Tohoku Electric Power Co. on Nov. 24 applied for government approval to increase its “regulated electricity rate” for households by 32.94 percent on average starting in April.

This is the first time a Japanese utility has sought permission to raise its regulated rate since Russia’s invasion of Ukraine in February fueled the surge in fuel costs.

Tokyo Electric Power Co., Hokuriku Electric Power Co., Chugoku Electric Power Co., Shikoku Electric Power Co. and Okinawa Electric Power Co. are expected to follow suit.

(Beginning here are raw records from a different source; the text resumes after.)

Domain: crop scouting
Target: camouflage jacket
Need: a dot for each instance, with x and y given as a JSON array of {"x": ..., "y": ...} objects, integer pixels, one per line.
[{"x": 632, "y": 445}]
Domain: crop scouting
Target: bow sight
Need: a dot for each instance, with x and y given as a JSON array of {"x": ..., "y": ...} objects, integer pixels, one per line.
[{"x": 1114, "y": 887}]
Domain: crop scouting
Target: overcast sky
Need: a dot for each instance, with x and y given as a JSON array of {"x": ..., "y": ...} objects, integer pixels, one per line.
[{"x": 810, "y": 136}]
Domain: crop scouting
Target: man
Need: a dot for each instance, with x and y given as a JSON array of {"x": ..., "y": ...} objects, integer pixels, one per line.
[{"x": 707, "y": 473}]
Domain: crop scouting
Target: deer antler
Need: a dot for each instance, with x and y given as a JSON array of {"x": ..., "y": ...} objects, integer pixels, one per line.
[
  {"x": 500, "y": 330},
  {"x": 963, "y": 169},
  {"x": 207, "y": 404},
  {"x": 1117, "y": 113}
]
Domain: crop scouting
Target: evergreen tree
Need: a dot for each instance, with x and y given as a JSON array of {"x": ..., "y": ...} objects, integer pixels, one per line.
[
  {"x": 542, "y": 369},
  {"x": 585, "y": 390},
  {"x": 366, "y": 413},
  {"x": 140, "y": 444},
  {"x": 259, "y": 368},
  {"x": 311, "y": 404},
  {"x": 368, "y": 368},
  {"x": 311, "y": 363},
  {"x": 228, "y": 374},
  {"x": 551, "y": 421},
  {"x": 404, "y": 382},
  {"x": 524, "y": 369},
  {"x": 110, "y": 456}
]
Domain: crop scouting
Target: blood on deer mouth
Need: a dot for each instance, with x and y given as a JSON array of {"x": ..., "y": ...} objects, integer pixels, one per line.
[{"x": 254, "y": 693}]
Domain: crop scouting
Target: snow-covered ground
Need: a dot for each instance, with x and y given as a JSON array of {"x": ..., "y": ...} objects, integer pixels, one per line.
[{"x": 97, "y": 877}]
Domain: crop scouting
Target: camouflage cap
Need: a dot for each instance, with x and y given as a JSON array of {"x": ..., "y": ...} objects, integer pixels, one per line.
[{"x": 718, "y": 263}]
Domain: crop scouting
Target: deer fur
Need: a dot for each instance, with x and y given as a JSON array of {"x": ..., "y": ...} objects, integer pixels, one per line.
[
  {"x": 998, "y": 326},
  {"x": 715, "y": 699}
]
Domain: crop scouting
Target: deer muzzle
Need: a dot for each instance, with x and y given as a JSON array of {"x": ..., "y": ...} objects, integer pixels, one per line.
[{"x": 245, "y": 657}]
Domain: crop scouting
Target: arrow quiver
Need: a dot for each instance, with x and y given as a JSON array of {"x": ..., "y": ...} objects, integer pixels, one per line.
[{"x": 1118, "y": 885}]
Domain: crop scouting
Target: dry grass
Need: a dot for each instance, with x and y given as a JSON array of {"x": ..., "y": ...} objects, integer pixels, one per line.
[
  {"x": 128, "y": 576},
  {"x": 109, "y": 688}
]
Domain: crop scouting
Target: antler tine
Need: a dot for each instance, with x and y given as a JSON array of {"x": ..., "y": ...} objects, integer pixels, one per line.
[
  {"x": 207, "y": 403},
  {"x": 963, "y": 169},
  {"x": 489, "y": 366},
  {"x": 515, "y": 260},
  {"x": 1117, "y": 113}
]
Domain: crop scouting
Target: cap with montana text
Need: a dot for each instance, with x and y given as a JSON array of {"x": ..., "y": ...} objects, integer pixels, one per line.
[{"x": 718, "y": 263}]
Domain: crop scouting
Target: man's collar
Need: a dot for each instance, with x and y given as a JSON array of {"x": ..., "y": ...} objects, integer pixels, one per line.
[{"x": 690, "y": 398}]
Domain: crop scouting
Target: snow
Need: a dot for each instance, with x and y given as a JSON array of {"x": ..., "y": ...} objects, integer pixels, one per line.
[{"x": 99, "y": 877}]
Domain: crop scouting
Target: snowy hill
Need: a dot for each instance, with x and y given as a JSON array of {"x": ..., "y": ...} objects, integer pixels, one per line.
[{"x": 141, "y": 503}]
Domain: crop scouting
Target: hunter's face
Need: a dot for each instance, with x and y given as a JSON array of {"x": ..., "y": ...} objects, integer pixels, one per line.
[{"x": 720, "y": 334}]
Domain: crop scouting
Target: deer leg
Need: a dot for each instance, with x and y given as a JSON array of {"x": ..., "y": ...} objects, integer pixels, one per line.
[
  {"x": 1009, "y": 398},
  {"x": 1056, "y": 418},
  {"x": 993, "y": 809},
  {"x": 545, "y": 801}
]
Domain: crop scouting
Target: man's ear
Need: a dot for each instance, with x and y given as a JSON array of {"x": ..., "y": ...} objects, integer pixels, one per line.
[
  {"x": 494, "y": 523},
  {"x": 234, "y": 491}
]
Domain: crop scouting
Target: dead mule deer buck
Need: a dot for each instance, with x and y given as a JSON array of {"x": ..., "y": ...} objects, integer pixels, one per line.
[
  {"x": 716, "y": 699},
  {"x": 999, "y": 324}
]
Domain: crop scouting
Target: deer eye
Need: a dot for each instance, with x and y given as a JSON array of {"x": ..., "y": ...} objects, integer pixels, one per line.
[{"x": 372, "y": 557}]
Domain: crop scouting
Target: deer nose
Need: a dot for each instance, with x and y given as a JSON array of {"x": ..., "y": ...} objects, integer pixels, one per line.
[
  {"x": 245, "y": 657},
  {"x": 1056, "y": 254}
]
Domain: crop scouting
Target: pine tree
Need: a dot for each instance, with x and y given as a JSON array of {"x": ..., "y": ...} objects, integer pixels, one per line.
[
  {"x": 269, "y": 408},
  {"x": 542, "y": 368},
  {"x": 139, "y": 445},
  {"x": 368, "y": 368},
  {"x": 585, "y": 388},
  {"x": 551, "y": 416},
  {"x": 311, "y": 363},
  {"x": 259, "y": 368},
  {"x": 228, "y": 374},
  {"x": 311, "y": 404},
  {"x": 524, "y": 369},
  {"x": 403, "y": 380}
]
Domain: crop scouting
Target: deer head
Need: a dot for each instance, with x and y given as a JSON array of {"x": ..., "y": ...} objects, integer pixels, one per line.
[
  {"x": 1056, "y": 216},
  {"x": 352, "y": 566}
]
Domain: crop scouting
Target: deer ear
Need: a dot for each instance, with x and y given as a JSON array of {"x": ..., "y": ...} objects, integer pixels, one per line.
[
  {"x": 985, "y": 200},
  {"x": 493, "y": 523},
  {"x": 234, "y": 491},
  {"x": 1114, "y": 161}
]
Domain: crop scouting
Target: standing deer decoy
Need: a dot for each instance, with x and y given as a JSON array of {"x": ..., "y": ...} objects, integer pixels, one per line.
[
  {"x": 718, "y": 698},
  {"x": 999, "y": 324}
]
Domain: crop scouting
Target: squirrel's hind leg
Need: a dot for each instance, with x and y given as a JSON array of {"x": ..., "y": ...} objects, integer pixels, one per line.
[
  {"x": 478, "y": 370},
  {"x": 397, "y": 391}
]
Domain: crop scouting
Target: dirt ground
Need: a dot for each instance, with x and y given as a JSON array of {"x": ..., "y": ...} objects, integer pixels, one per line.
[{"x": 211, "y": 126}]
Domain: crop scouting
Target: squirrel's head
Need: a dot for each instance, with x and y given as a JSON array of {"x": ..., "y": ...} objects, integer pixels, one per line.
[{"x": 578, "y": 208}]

They have already said they plan to raise their electricity prices next April.

The last time Japanese power companies sought to increase their regulated rates was between 2012 and 2015.

The utilities at that time had posted significant losses due to the suspension of nuclear power plants following the Fukushima nuclear disaster triggered by the Great East Japan Earthquake and tsunami in March 2011.

Tohoku Electric’s rate increase would affect 5.28 million households in northeastern Japan, which account for 77 percent of the contracts held by the company.

For an average household that uses 260 kilowatt-hours (kWh) of electricity every month, the monthly bill will increase by 2,717 yen ($20) to 11,282 yen.

That will be a much larger price hike than the one in September 2013, when the company raised its rate by an average of 8.94 percent.

Tohoku Electric says the next planned increase takes into account the costs for fuel and personnel, as well as the company’s profitability.

Tohoku Electric President Kojiro Higuchi said at a news conference in Sendai on Nov. 24 that the company’s performance has sharply declined because of soaring fuel prices brought by the Ukrainian crisis and the weaker yen.

“If we don’t do anything, we will be unable to make sufficient investments to renew or repair our electricity-generating facilities,” he said. “A stable electricity supply could be at risk.”

The industry ministry will assess whether the company has taken sufficient measures, such as cutting personnel costs, to justify the proposed rate increase.

The rate increase could be smaller depending on the results of the assessment.

Major utilities charge two different rates for electricity: a “regulated rate” that requires approval from the government, and a “free rate” that the companies can set at their own discretion.

Tohoku Electric Power also said on Nov. 24 that it will raise its “free rate” by 3 percent to 21 percent in April next year.

If the rate hikes are combined with higher fees from December that the company had already announced, electricity bills will rise by 32 percent to 40 percent.

Other utilities are also struggling with the higher fuel costs.

“We assume that (average households) will see their monthly electricity bills rising by 2,000 yen to 3,000 yen next spring,” industry minister Yasutoshi Nishimura has said.

The government has decided to provide grants to power companies to lower electricity bills by around 20 percent.

It allocated 2.487 trillion yen for this policy in the draft of the second supplementary budget for fiscal 2022.